IX. En concevant ainsi la nature de l’âme, elle sera étrangère au mal que l’homme fait et à celui qu’il souffre : car tout cela n’appartient qu’à l’animal, à cette partie commune, entendue comme nous l’avons expliqué. Mais si l’opinion et le raisonnement appartiennent à l’âme, comment celle-ci sera-t-elle impeccable ? car l’opinion est trompeuse et nous fait commettre bien du mal. Peut-être, répondrons-nous, est-ce parce qu’alors nous sommes subjugués par la partie inférieure.
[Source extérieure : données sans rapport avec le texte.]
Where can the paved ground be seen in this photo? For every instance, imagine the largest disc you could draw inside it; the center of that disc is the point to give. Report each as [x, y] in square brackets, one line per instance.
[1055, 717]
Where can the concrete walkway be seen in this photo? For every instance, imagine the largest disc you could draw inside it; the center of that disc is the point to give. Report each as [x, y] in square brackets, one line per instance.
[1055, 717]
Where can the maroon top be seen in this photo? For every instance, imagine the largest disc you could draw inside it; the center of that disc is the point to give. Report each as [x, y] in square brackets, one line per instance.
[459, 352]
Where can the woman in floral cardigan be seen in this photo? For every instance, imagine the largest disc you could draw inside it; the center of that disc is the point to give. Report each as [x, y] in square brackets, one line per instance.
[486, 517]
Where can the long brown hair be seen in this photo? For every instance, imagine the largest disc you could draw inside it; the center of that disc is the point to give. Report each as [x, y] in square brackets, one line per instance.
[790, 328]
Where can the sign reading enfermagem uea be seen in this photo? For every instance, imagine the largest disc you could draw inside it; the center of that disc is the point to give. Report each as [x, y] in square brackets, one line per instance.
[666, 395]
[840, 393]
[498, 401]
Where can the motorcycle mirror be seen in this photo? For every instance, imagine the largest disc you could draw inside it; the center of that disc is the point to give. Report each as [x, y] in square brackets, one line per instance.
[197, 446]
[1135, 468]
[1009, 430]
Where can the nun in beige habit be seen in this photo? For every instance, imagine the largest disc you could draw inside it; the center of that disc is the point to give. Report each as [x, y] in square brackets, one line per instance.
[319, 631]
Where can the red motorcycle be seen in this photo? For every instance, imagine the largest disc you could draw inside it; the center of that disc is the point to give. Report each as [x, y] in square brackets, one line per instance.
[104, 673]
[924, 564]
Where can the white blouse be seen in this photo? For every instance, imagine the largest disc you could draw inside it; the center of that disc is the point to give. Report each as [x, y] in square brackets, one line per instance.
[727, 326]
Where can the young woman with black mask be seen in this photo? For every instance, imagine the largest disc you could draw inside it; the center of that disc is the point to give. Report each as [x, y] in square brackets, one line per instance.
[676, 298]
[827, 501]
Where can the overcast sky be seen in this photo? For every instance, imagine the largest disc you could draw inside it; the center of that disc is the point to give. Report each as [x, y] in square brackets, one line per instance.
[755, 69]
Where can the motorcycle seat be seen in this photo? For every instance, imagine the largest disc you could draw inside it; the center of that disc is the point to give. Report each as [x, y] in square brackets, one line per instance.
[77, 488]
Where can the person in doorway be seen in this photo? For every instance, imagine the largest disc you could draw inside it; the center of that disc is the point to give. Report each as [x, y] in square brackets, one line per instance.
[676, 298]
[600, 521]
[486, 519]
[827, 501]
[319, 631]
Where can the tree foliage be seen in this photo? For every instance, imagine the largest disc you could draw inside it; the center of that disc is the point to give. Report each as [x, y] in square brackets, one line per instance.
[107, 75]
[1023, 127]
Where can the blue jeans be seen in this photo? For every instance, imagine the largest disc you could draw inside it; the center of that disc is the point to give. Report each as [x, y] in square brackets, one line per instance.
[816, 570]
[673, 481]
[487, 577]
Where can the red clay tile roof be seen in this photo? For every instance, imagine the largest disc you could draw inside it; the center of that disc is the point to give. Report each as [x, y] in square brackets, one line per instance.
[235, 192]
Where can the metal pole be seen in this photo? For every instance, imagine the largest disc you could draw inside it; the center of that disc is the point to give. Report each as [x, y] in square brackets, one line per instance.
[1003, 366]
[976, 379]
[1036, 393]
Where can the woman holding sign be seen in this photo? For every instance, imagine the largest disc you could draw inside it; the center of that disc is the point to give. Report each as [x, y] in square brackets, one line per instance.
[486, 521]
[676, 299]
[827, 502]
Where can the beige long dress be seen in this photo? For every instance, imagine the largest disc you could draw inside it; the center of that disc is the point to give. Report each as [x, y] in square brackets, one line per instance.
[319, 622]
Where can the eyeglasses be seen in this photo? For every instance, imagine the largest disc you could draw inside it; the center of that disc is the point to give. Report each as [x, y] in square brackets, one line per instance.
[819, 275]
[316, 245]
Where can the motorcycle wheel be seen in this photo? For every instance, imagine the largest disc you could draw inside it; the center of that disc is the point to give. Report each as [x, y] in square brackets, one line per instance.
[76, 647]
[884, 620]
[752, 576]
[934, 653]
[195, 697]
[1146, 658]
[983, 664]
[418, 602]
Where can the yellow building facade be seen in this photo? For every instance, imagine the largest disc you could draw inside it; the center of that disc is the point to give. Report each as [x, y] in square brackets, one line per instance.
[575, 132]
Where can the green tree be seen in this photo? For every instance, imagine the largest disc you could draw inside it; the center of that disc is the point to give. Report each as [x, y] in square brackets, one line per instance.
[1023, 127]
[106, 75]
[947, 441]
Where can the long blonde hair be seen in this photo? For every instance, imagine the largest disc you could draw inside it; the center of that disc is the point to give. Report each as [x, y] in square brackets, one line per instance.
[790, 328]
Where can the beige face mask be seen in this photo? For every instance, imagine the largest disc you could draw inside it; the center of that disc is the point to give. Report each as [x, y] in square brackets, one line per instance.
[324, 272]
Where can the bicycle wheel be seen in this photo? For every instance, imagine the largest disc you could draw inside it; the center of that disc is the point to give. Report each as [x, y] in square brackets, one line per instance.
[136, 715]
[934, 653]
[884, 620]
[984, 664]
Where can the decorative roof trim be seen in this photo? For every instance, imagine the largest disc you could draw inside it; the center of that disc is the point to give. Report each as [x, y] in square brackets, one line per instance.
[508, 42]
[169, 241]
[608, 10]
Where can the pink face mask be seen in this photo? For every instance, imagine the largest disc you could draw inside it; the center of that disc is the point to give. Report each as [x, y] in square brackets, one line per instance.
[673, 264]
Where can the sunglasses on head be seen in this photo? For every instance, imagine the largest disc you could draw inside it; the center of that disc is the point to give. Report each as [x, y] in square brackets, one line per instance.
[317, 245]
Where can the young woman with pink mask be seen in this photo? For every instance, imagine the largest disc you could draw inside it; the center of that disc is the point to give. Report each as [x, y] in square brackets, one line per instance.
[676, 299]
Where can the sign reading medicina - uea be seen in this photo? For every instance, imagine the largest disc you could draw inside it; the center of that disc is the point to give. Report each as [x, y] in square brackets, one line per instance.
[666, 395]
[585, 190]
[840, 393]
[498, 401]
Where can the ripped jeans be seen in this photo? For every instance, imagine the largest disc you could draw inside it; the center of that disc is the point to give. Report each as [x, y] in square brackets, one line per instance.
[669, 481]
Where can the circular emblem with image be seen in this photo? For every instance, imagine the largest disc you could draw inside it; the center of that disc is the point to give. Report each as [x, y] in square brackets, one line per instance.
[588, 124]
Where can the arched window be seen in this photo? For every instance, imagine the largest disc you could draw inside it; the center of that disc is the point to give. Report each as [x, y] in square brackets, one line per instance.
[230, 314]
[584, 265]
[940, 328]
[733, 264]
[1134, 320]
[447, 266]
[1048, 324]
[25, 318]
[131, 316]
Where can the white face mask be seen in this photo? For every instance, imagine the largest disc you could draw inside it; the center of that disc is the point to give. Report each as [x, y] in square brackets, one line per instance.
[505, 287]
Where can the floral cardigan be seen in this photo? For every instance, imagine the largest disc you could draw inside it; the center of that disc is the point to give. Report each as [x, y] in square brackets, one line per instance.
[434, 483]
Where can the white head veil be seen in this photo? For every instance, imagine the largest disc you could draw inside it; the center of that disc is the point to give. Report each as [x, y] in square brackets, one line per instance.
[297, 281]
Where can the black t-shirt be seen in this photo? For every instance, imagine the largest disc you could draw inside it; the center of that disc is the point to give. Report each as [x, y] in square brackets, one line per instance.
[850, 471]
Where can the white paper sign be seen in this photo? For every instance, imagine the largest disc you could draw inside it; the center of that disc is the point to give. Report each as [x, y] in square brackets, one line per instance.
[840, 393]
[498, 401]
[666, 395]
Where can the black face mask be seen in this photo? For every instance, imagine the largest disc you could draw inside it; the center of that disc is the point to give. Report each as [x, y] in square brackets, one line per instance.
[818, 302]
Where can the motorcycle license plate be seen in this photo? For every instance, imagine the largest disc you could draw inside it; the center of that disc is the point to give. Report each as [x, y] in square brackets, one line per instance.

Souvent, en effet, nous cédons aux appétits, à la colère, nous sommes dupes de

  1. Ces images de l’âme universelle sont pour Plotin des puissances ou facultés de l’âme, savoir : la puissance sensitive, la puissance végétative, la puissance génératrice, puissance qu’il appelle aussi la nature, et qui, selon ses propres expressions, « donne à la chose qu’elle façonne une forme différente de sa propre forme. » Voy. Enn. IV, liv. iv, § 13-14.
  2. Cette fin de phrase, assez obscure d’ailleurs, est une allusion à la théorie de Plotin sur la manière dont l’âme produit le corps : se tourner équivaut ici à incliner, expression employée un peu plus loin, § 12, où la même idée est exprimée.